In Romania, Project HOPE is helping to improve maternal and newborn health outcomes through strengthening health professional capacity in evidence-based care protocols.
Despite recent improvements, Romania continues to face challenges in reducing preventable deaths among newborns. In 2016, the country’s neonatal mortality rate was nearly double the average rate of European Union members.
Improving maternal and neonatal mortality in Romania has been a priority of Project HOPE’s since 1992. Our current program began in 2008 through a partnership with the University Children’s Hospital (UCH) of Krakow, Poland and the Dr. Ioan Aurel Sbraceo Hospital in Brasov. Together, we established the Neonatal Medical Exchange Program in effort to strengthen health professional capacity in evidence-based newborn care protocols and techniques.
The Neonatal Medical Exchange Program includes the NICU of the Brasov Maternity Hospital and a regional network of maternity hospitals working together to reduce preventable deaths and disabilities of newborns and their mothers in the Brasov region of Romania. Using “Train the Trainer” methodology, medical specialists from Romania have been trained by consultants from Poland’s UCH in topics such as perinatal infection prevention, ultrasonography and patient safety.

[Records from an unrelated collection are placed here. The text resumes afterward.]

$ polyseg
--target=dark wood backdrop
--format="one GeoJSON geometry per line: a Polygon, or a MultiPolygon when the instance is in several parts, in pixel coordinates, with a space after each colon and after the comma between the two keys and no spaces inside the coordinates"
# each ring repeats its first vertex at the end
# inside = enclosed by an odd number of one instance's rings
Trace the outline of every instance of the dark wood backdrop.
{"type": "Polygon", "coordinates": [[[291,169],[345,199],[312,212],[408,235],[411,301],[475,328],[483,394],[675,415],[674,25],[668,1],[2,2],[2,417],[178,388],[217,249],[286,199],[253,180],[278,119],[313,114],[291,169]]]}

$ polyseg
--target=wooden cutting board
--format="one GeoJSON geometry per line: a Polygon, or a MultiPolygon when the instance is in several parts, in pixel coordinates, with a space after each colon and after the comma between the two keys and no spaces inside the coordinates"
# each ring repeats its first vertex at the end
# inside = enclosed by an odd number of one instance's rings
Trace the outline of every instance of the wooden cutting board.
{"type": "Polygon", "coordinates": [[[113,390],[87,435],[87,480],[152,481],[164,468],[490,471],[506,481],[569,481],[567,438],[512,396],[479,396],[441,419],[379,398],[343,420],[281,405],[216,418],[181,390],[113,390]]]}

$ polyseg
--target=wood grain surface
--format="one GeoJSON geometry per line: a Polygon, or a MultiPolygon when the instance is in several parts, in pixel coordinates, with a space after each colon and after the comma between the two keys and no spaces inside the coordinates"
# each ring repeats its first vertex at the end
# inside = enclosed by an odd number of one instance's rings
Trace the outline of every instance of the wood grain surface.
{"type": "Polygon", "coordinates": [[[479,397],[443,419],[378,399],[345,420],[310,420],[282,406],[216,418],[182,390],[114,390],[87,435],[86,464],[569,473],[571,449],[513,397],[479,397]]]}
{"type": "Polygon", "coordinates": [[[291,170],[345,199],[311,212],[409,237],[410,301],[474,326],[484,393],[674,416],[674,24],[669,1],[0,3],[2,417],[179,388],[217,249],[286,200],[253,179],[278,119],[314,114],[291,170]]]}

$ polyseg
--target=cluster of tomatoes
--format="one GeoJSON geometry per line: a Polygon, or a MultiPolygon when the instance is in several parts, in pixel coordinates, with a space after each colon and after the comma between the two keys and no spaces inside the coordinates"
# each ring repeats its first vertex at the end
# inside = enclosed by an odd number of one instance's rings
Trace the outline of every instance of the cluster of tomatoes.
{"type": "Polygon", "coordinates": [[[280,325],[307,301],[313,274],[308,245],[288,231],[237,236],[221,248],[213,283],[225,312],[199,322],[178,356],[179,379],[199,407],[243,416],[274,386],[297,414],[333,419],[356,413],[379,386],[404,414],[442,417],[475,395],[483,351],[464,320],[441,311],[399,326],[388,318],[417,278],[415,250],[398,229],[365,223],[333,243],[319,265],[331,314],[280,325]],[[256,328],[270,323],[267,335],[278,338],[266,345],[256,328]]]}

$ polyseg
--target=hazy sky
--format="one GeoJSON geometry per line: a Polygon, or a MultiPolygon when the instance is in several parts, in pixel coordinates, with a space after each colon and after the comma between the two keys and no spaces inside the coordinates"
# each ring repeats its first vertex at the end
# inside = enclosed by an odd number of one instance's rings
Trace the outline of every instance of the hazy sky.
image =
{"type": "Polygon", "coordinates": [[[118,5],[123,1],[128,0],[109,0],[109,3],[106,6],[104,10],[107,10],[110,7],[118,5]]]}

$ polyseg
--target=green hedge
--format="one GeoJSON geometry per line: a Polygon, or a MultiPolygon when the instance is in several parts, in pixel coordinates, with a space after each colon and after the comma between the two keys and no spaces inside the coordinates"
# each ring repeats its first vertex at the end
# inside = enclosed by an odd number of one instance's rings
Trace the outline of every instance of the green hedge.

The program has been implemented in multiple phases since it began. Most recently, the program introduced more advanced and up-to-date treatment techniques at the hospital including therapeutic hypothermia and effective conventional and high-frequency ventilation for preterm newborns.
HOPE also broadened its scope of activities to focus on the most important maternal care principles such as external and internal CTG (cardiotocography) fetal monitoring during pregnancy and labor.
Project HOPE’s efforts in Romania have contributed to a decrease in neonatal mortality rates at the Brasov Maternity Hospital. Our successful approach in Romania led to a similar three-year program model currently being implemented in Papa, Hungary.
Our History in Romania
Project HOPE launched in Romania in 1991 with a nationwide infant Hepatitis B immunization campaign. We shipped 750,000 doses of Hepatitis B vaccines and the supplies needed to administer them, followed by antibiotics, influenza vaccines and other medical supplies valued at $8.2 million.
In 1992, we initiated a program to improve maternal and child health in Romania by training nursing faculty in nursing theory and by developing model clinical units that exemplified contemporary nursing practice. We also donated OB/GYN equipment to the Dr. Ioan Aurel Sbraceo Hospital in Brasov in 2000.